Rather than take the lazy way of many promenade productions, and just allow the audience to wander through the set, Louise Lowe's ingenious direction channels them towards particular events and scenes. The manner in which the audience is divided ensures no two experiences will be the same.
It is an intense and intimate event during which you may find yourself eyeball to eyeball with the burning physical presence of Thomas Reilly's deranged tough guy or holding the punching bag for bare knuckles boxer Eric O'Brien. There is also a deeply discomforting chance to share a whiskey with a grieving mother who begs you to take on the role of Sin Eater and allow her late child to ascend to heaven (the soul of the child is superbly represented). A bestial and squalid orgy and a bleak Christmas dinner also feature before the audience re-groups in the aftermath of Eddie's wake.
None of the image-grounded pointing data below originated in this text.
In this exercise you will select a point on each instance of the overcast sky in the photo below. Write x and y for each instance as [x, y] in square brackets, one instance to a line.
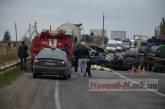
[134, 16]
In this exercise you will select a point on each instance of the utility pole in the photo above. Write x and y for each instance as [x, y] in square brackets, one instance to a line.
[29, 30]
[50, 28]
[103, 31]
[16, 31]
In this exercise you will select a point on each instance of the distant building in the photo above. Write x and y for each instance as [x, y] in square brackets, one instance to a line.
[98, 32]
[118, 35]
[72, 30]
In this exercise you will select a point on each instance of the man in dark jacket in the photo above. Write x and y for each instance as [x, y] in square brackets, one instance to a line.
[23, 54]
[82, 54]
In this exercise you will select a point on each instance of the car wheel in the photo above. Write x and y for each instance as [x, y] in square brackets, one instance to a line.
[69, 76]
[35, 75]
[65, 77]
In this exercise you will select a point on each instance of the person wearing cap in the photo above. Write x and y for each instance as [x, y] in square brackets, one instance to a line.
[83, 56]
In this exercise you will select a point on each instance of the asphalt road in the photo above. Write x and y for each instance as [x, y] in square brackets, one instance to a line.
[55, 93]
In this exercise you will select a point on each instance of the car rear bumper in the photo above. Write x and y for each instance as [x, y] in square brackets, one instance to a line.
[50, 70]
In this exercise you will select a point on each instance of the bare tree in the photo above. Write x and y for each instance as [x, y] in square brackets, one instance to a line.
[7, 36]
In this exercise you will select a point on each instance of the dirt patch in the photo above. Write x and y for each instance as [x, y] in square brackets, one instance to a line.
[20, 94]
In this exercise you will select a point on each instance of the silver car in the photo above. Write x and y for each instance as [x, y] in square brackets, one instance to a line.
[51, 61]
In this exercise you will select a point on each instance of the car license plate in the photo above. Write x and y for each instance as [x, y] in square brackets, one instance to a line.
[49, 63]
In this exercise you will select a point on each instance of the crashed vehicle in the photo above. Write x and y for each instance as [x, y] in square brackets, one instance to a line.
[130, 59]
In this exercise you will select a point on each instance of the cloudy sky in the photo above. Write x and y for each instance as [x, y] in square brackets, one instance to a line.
[134, 16]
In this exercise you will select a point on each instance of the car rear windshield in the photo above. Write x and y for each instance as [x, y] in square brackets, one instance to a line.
[55, 54]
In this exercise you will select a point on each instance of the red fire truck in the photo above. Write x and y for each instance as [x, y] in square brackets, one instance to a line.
[48, 39]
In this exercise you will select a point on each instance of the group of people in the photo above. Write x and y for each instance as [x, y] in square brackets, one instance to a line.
[81, 58]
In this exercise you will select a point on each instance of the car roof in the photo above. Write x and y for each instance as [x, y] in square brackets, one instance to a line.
[52, 53]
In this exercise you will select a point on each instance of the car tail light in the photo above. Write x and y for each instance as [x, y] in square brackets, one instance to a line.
[37, 61]
[62, 62]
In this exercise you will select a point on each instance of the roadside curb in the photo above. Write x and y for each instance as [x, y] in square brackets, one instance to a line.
[10, 66]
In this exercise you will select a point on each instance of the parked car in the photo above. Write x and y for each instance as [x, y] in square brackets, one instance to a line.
[119, 47]
[52, 61]
[110, 48]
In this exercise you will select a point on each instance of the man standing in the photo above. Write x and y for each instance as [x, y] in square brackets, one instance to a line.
[23, 54]
[83, 56]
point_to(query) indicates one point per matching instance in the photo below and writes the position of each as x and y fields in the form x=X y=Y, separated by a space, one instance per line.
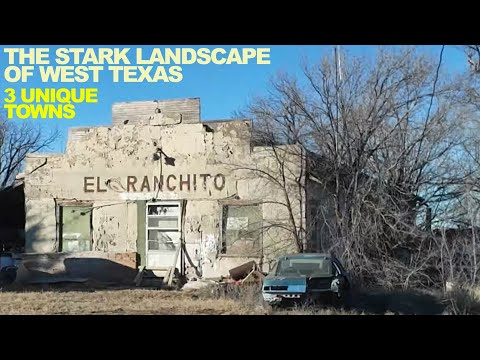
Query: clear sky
x=221 y=88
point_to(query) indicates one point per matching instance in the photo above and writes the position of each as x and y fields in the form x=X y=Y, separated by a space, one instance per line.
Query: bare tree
x=383 y=138
x=16 y=141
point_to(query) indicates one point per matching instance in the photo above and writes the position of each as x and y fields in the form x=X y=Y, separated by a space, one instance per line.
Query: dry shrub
x=463 y=301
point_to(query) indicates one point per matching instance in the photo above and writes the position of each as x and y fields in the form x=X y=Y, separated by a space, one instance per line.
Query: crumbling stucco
x=99 y=161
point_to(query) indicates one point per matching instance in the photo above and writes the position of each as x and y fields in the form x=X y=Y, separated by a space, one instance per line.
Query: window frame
x=60 y=206
x=164 y=230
Impressively Louise Lowe and dramaturg Petra Tauscher build a cohesive storyline rather than simply overwhelm the audience with sensation. Even if you join a scene halfway through the construction is so skilful that it is easy to grasp the point. The drawing together of plot points, of which the audience may only have been vaguely aware, at the conclusion is a marvellous piece of storytelling.
Angel Meadow is an experience that is hard to forget and a show that should not be missed. If HOME can fulfil the promise of its initial production it is going to be a hell of a company.